Kuperstein said his father, the son of Holocaust survivors, came to the United States with nothing and achieved so much.
NBC New York anchor Adam Kuperstein announced in an emotional Instagram post Monday that his father died “with a stranger holding his hand.”
Kuperstein said his mother, who was married to his father for 43 years, was “forced to stay inside their home, all alone.”
“With his sons, stuck in the epicenter of this crisis, where never-ending sirens echo throughout a deserted city,” he wrote.
Kuperstein, who anchors the station’s 6 p.m. and 11 p.m. weekend newscasts and covers breaking news on weekdays, said all he and his family, who are in quarantine separately, could do was listen on the phone, choking back tears, as a nurse informed them that his father’s heart had stopped.
“That’s when our hearts broke,” he wrote.
“We were shattered. A week of picturing the strong man we called ‘Aba,’ connected to a ventilator in an Indianapolis ICU, was bad enough, but now we were forced to imagine life without him,” Kuperstein wrote. “I couldn’t. I can’t.”
Kuperstein said he could not hug his mother, who tested positive for COVID-19, the disease caused by the coronavirus. Thankfully, he said, his mother had only minor symptoms.
Still he said, at a time where she needed someone to comfort her, she was alone.
“It’s the cruelest part of this nightmare,” Kuperstein wrote. “She deserves better. He deserved better.”
Kuperstein said his father, the son of Holocaust survivors, came to the United States with nothing, and achieved so much.
“He made sacrifices for his family and taught his boys how to become gentlemen, never asking for anything in return,” he wrote. “Just love.”
The anchor and reporter asked that people pay tribute to his father by protecting themselves and their loved ones during the coronavirus pandemic.
“Don’t overlook symptoms just because you don’t have a cough or shortness of breath,” he wrote. “My father’s symptoms were digestive at first.

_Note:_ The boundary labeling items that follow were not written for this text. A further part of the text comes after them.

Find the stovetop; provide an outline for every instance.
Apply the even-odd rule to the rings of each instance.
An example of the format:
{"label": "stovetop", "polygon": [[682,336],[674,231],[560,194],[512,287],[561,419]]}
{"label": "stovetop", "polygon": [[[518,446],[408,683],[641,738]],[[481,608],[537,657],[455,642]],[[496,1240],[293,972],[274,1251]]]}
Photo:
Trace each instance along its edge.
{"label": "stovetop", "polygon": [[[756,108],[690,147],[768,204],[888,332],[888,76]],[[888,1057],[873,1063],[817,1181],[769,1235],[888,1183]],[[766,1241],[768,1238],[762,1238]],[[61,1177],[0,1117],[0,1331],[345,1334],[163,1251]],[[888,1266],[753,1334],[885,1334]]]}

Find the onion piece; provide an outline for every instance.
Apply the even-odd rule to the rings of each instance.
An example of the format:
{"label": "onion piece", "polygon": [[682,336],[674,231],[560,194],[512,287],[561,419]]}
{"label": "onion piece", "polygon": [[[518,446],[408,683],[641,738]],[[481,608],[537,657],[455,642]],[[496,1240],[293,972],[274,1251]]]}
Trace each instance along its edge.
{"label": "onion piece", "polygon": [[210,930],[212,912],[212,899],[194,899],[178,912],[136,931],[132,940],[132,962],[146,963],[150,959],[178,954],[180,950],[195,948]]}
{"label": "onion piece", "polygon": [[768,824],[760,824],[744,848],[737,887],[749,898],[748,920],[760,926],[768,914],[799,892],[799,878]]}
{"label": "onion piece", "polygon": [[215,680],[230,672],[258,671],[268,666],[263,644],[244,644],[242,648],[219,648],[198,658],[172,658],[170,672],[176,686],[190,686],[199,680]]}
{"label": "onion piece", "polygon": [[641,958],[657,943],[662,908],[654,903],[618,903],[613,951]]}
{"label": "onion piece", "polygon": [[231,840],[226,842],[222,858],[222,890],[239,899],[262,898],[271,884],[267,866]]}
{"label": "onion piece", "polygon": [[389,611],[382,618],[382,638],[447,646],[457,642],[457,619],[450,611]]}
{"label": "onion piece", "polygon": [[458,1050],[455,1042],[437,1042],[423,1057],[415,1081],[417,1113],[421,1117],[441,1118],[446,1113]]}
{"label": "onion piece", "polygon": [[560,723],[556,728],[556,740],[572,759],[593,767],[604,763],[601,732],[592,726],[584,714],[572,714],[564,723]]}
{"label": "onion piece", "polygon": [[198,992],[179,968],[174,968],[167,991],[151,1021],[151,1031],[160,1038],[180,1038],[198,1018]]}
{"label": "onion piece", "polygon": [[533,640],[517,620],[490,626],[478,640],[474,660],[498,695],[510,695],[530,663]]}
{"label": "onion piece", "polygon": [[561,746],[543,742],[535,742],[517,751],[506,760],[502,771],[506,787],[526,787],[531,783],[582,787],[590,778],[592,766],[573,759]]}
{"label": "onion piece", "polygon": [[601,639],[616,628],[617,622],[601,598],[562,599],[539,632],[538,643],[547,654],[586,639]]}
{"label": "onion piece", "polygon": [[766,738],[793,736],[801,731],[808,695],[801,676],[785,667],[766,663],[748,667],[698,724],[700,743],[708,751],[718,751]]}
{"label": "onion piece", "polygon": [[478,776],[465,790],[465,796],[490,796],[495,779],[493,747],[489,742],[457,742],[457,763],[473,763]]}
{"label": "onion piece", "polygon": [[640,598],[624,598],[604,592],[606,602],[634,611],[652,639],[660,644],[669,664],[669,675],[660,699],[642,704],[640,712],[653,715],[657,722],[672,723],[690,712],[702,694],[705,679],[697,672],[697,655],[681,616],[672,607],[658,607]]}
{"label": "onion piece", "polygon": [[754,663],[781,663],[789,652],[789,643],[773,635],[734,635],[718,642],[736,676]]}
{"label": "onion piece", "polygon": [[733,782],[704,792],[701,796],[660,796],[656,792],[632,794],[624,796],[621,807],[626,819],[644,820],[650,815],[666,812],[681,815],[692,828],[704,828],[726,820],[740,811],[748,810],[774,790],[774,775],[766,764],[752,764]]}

My mom mainly lost her sense of taste and smell.”
He also asked that people send as much love as possible to the “heroic” healthcare workers “trying to save us.”
Although he and his family did not have the opportunity to meet the nurses and doctors who cared for his father, Kuperstein said, “I know they did everything they could, even though it meant putting their own lives at risk.”
He concluded the announcement by explaining that the photo he uploaded was the last picture he took with his parents.
“It wasn’t supposed to be,” he wrote. “He had so much more love to give. We miss you Aba!”